Notes on building an internal community: Faces of web3 case study
What it means to be an operations manager at an early stage company.
If community building brings people together for a shared purpose, then what greater community is there than the company?
At Faces of web3, my job as CEO was “do whatever it takes to help the company scale”. I got this from Patrick McKenzie, even before I knew what that would mean in practice.
Our goal at Fow3 was to onboard creators to the world of Web3 and promote the discovery of creators from diverse communities. We also wanted to work in a somewhat decentralised manner, although this didn’t last long.
To achieve our goal, we broke up into 4 teams: The content team, the social media team, the product team and project management.
The social media team: The social media team was made up of Success, Florence and Great, three interns who were on a break from school and seeking opportunities to develop their skills and earn income. They had a simple task: to be our eyes and ears on all platforms and to make sure that whatever we published appeared on all of our socials; Facebook, Twitter, Instagram, and LinkedIn. Seni was in charge of this team.
Content team: Although I had started off publishing interviews and other essays by myself, I met with other friends collaborating in DAOs, and we split the effort. Our editor and writer Chidirim made sure we had whatever support was needed on the team, MJ wrote about DeFi because they were more knowledgeable, Funmi wrote about DAOs as they collaborated within Gitcoin at the time, and I would handle NFTs, interviews and other writing.
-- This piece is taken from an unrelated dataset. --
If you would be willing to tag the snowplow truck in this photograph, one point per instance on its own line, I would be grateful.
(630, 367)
Product team: We observed that Twitter was insufficient for creators and didn't effectively support their media management and discoverability needs. To address this gap, the team included Seun our brand designer, David our CTO, Ayomikun our frontend developer and Aise our product designer, and set out to build a product specifically for creators.
From the start, I regarded Faces of web3 as an experiment; I had only one year> of working experience and wanted to build something that would exert me and expand my capacity for building.
Impact:
Goal: Onboard creators to the world of Web3 and promote the discovery of creators from underrepresented and diverse communities.
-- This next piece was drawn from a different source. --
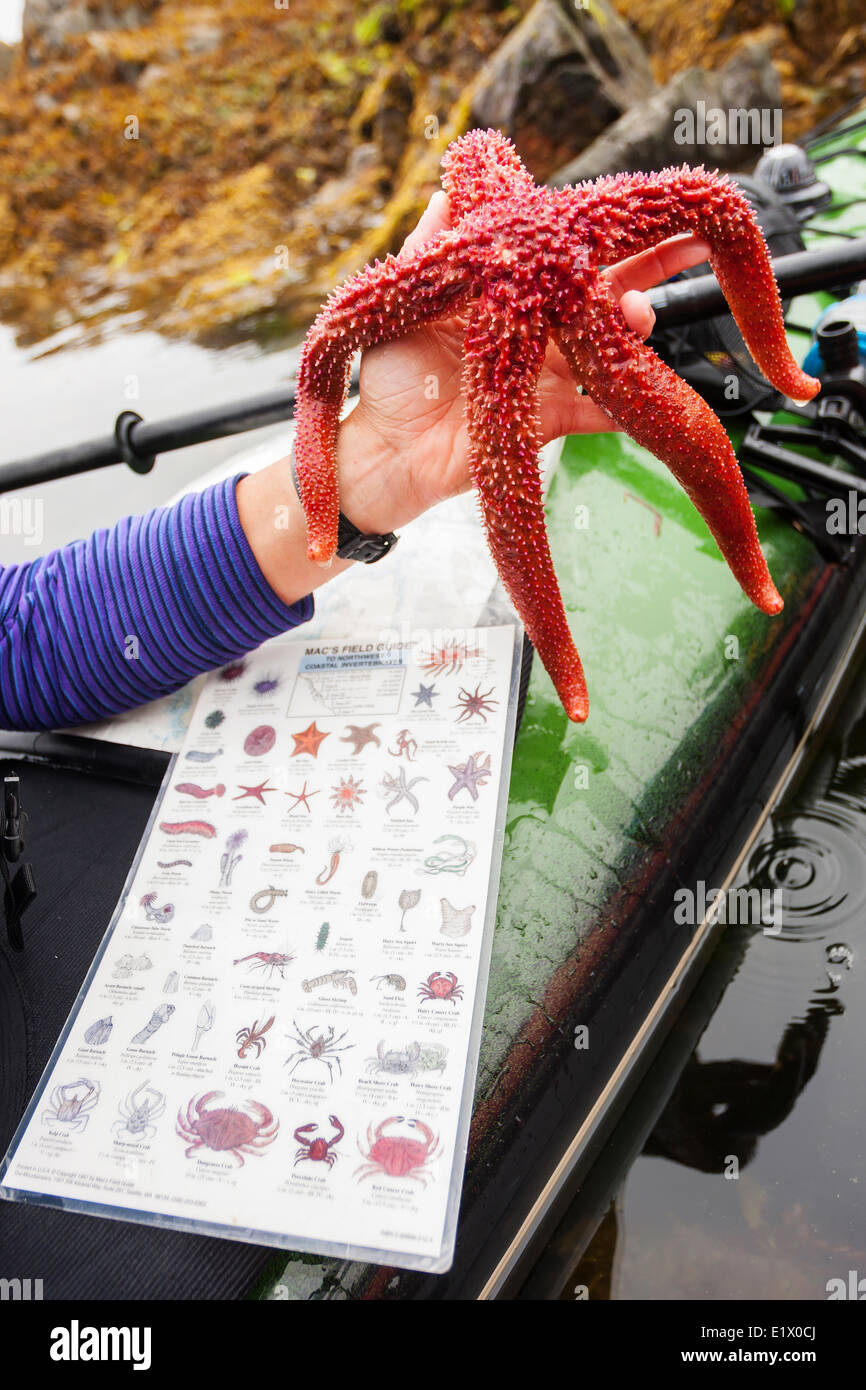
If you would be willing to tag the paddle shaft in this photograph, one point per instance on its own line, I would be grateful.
(138, 444)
Result: Set a publishing cadence.
Result: Increase the number of subscribers to 2000 in Q2 2022.
Result: Increase the number of followers.
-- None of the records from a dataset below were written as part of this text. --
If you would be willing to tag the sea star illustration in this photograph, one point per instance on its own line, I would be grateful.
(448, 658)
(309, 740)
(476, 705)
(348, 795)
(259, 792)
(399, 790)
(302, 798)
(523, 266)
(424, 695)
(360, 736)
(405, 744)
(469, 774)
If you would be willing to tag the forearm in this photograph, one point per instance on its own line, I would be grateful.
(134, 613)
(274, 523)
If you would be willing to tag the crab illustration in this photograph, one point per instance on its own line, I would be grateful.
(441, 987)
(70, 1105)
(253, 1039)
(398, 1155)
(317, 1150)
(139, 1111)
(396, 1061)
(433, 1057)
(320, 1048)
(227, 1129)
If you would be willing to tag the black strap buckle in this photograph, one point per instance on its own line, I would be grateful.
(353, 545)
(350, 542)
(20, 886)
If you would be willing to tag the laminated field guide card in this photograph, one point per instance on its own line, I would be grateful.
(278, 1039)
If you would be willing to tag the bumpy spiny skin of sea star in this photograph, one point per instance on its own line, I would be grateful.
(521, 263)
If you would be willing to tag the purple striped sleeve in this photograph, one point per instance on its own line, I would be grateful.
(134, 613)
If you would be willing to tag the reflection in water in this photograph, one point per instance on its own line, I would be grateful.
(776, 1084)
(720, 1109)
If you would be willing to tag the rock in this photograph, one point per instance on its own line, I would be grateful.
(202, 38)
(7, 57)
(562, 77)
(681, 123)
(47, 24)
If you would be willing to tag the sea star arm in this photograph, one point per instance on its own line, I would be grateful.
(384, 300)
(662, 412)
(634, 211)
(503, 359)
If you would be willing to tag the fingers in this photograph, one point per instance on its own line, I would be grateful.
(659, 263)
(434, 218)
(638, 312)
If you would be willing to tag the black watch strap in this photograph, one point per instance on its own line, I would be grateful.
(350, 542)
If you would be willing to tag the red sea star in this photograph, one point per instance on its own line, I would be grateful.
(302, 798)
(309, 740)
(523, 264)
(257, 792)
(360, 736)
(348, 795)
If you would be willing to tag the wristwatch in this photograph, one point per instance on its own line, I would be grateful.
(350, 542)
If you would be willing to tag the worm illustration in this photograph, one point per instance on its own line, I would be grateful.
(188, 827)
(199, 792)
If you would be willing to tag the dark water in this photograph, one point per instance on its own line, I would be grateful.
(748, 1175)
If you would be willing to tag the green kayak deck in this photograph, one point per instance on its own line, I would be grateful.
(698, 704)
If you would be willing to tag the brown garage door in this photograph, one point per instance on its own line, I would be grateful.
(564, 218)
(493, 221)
Result: Get some funding to validate our work.
In 6 months, we hadn’t met any of these goals. Inconsistency with publishing on our site and the content we were sharing on social was generic. I changed my title from project manager to operations manager, which expanded my function.
Here’s what I now know about the operations manager role.
The operations manager role holds more significance than the project manager role because while the project manager might manage only project deadlines, the operations manager manages the people, and the project and also sets the timelines.
Operations management and community management are the same roles, only the operations manager focuses on the internal community, and the community manager focuses on the external community.
The operations manager and the community manager role require the same skillsets: communication, empathy, listening skills, curiosity, problem-solving skills, project management, writing and management skills.
Unlike a community manager who focuses on building different communities such as communities of practice, interest, and product separately, the operations manager builds all three types of communities concurrently.
When the operations manager is bad at their job, the company suffers.
Back on track:
As Patrick McKenzie says of his time at Stripe “A well-operated early-stage startup should spend basically no time on things which aren’t either product or talking to customers. We spent ours mainly refining our internal operations.” He also says, “I will say that part of the work is doing the work, and part of the work is teaching the organization how to do the work. A major purpose of me spending an “economically irrational” amount of time working to improve one startup’s experience is to help maintain the organizational culture such that our newest employee understands that overwhelming support for startups is the default expectation.” The same is true for my work within Fow3, I needed to teach the organization how to do the work.
We needed to meet our goals and to do that, I had to:
Learn organizational design
Incentivize good work
Proactively communicate
Hold weekly learning sessions with each team
Learn to communicate successes to each team member
Learn to allocate work and make sure the team was working well together
Read wide
Practice relentless execution
Learn to document everything and to organize the documentation.
Results:
By Q4, we had increased the number of our followers to 800 from 500 in Q2 and Q3. We had more newsletters recommending our content thereby increasing our readership and we won a grant from Filecoin ($7000) and were in talks with the Tezos team for more grant allocation. We had launched our “Ownership economy cohort” course and community, and we successfully launched the Naijafloodaid campaign where we raised $5000 for communities affected by the 2022 flood in Nigeria. We also designed the UI for our social discovery web3 product
Conclusion:
Building and growing any community requires creativity, dedication, and persistence. By constantly staying in touch with my team, being intentional about building a cohesive team and listening to their needs, we were able to improve internally, which then directly impacted our business goals.